– А как же ты… зимой? – робко интересуется он.

– Зимой? Для зимы у меня есть плитка и электрический чайник, – объясняю я. И, чувствуя, что он был бы не прочь заглянуть в дом, говорю: – Пошли, покажу.

Дом состоит из одной-единственной комнаты; поскольку вещей в ней крайне мало, она производит впечатление большой и почти пустой.

– Да, ведь ты говорила когда-то: будь твоя воля, завела бы свою комнату в японском классическом стиле. Никакой мебели вообще, все запрятано в такие специальные ниши, ходить только босиком, на ночь вытаскивать свернутый матрас…

– Надо же, чего вспомнил!..

Что ж, тогда-то я и впрямь могла мечтать о чем-нибудь подобном, ведь росла в квартире, набитой антиквариатом, – здесь осторожней, это не тронь… В нынешнем, однако, контексте, сие звучит несколько неуместно, хотя, разумеется, вырвалось у него невольно, – мимолетная ассоциация, ничего больше.

– Петр Андреевич? – уважительно произносит он, кивая на картину в простенке.

Я киваю. Этот «Уголок Гааги» действительно принадлежит отцовской кисти, хотя написан в странной, не похожей на его, манере. Нигде, кажется, и не выставлялся.

– А где, вообще, все его картины хранятся? Ты ведь, должно быть, главная наследница, разве нет?

– А наследовать, собственно, нечего оказалось. Большую часть у него в последние годы раскупили, остальное так отписал-раздарил. Мне вот в результате только эта и досталась, ну еще графика кой-какая.

Он лишь качает головой в глубокой задумчивости. Затем останавливается перед увеличенным черно-белым фото на другой стене и начинает напряженно всматриваться в большой деревянный дом, не-пойми-сколько-этажный, с окнами и оконцами разной величины и конфигурации, с резьбой, с балконами и башенкой – до того смутно напоминающий о какой-то то ли купеческой, то ли псевдокупеческой старине, что силуэт ребенка в комбинезоне на одном из двух крылец и рядом с ним собака породы скотчтерьер кажутся тут такими странными, невесть откуда взявшимися…

– Ты снимала? – спрашивает он с неподдельным интересом. – А где это?
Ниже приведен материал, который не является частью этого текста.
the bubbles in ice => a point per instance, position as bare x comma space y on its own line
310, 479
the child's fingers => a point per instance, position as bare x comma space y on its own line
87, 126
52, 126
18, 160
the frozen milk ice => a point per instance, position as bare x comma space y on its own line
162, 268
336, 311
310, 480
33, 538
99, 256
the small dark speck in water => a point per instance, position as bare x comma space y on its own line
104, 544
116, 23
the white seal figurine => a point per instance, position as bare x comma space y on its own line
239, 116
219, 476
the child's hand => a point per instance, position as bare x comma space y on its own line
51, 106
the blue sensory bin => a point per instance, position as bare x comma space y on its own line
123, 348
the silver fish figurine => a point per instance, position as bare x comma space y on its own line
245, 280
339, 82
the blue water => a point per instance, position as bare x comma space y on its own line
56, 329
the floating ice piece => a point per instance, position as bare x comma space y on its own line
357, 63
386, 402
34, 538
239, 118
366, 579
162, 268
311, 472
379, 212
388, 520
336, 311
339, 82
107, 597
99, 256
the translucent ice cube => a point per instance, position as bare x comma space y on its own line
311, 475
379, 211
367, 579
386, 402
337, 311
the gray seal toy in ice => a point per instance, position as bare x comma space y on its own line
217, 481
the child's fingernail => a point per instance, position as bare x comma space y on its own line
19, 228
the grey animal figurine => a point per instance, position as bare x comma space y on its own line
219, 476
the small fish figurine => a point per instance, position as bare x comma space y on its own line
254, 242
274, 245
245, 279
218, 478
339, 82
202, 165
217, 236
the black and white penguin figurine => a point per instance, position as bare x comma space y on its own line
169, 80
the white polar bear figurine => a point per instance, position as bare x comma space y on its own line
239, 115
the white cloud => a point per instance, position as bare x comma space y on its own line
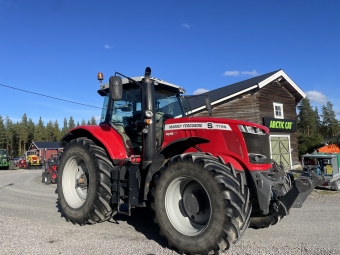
316, 97
200, 91
108, 46
186, 25
239, 73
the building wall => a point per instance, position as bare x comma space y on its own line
274, 92
244, 107
254, 105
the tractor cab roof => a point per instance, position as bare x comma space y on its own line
159, 85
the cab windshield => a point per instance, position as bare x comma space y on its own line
129, 108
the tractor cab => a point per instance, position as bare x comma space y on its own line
128, 116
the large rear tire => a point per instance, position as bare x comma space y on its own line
84, 183
201, 205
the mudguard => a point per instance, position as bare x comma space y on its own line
177, 147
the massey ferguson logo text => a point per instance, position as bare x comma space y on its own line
198, 125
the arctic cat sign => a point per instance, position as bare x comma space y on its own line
280, 125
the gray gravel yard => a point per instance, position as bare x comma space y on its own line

– На той стороне, за железной дорогой, – поясняю я. – Модерн начала века. Неорусский стиль, дерево. Всего несколько таких здесь осталось, скоро обвалятся к чертовой матери. Никому дела нет!.. Вот чего надо выкупать да реставрировать, а не крепости эти уродские из кирпича возводить.

– Я, например, ничего такого не возвожу, – произносит он с какой-то даже детской обидой. – У меня вообще дачи нет.

Затем переводит разговор на меня: продолжаешь, значит, фотографией заниматься? Это хорошо. А выставляешься где-нибудь, публикуешься?

– Так, по мелочам, – отвечаю я нехотя. – Сам-то ты – как, вообще?

Этот дежурный вопрос он пропускает мимо ушей; уперевшись взглядом в стол (школьная парта с соседней свалки, собственноручно мною притащенная и отлакированная) со специальными моими причиндалами, интересуется:

– А работаешь все там же, в журнале? Ну, правильно: Степаныч, помню, когда еще говорил, что ты – ретушер прирожденный, из любого дерьма можешь конфету сделать…

Что ж, действительно – моя профессия, собственно, в сем и заключается. Вот и отец, и фотографию, разумеется, как таковую презиравший, уж этого-то ремесла мне и вовсе простить не смог. Когда я бросила институт и приткнулась в журнал, он разочаровался в своей единственно законной дочери окончательно. С чем и переключился, уже целиком и полностью, на единственного и незаконного сына, тем более что убедился в его существовании (да, такое вот мыло!..) незадолго до вышеназванных событий… Вот и выпестовал на свою, точнее – на мою голову. Уж лучше б сестрицам моим, тоже сводным и тоже незаконным, побольше внимания уделял – ведь про тех-то всегда знал, и заслуживали они, надо думать, большего, нежели скромные суммы в завещании. (Я-то, правда, знакома лишь с одной, но и об остальных слыхала только хорошее, от разных причем людей.) Но это лирическое отступление; проезжаем!